We have a keen sense of curiosity.
However, as we age, as we grow, as we learn, that curiosity is blunted. We willingly suppress our curiosity – we figure we’ve been there and done that – because it didn’t work before it won’t work again – we start to think about value and cost.
We suppress, or even eliminate curiosity from our brains, thinking that is was great when we were kids and learning, but I’m an adult now – this is me and this is who I am – and I don’t really need to be curious anymore. I don’t really need to learn and change. That curiosity is there, in all of us, it’s just suppressed.
Like Vulcan emotions, we spend a lot of time and effort not being curious, not wondering about the world, and if there were better ways to do things, is there are other ways to solve problems we may never have thought of.
For some, it’s a relief, they internalize “curiosity killed the cat” – that curiosity will get you into trouble.
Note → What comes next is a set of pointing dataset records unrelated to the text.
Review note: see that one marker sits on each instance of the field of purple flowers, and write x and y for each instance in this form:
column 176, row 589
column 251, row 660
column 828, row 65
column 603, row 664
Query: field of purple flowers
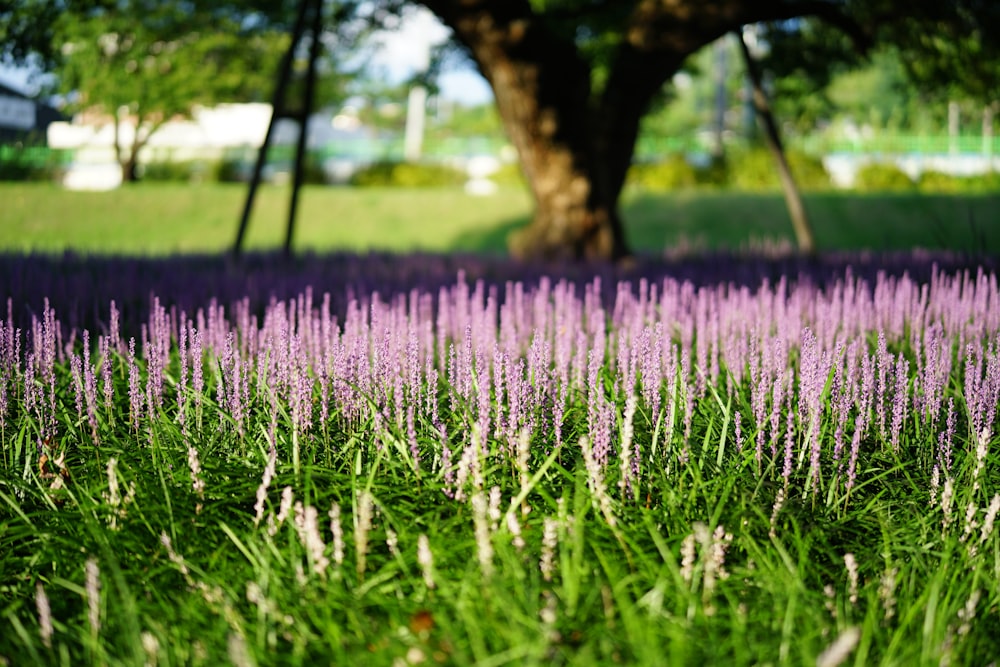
column 446, row 462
Some organizations, schools, colleges, and businesses actively disincentivize curiosity, inquiry, and new thinking.
Curiosity can be a big problem. Or is it? How can something which is so core to the human experience be a burden to humans?
Some say that as we age, we naturally become less curious – that there are electrical changes in the brain which drive us to be less curious. If that’s the case, why are some of the most brilliant and successful people out there typically insanely curious, and always looking for a way to improve things.
Isn’t it true that most breakthrough innovation is the result of individuals or teams turning their curiosity up to maximum to solve a specific problem? Is not science simply authorized curiosity, the act of making the unknown known?
Curiosity is one of the main tenants of innovation – if you are not curious, then it’s likely that you are also not innovative.
If you are looking to increase the quality and quantity of innovative new products and services from your employees, you need to make curiosity job number one. Regress your people back to when they were children – when every other word out of their mouths was “why”.
Maybe if more of your employees asked “why” and got straight answers, it might lead to a more open, innovative, and creative culture.
What can you do to help to bring curiosity back to your people – how can you encourage them to reignite that spark of curiosity within them – to truly tap into that orignal human trait?
There is nothing better than a workforce driven by the curiosity to improve your customers lives.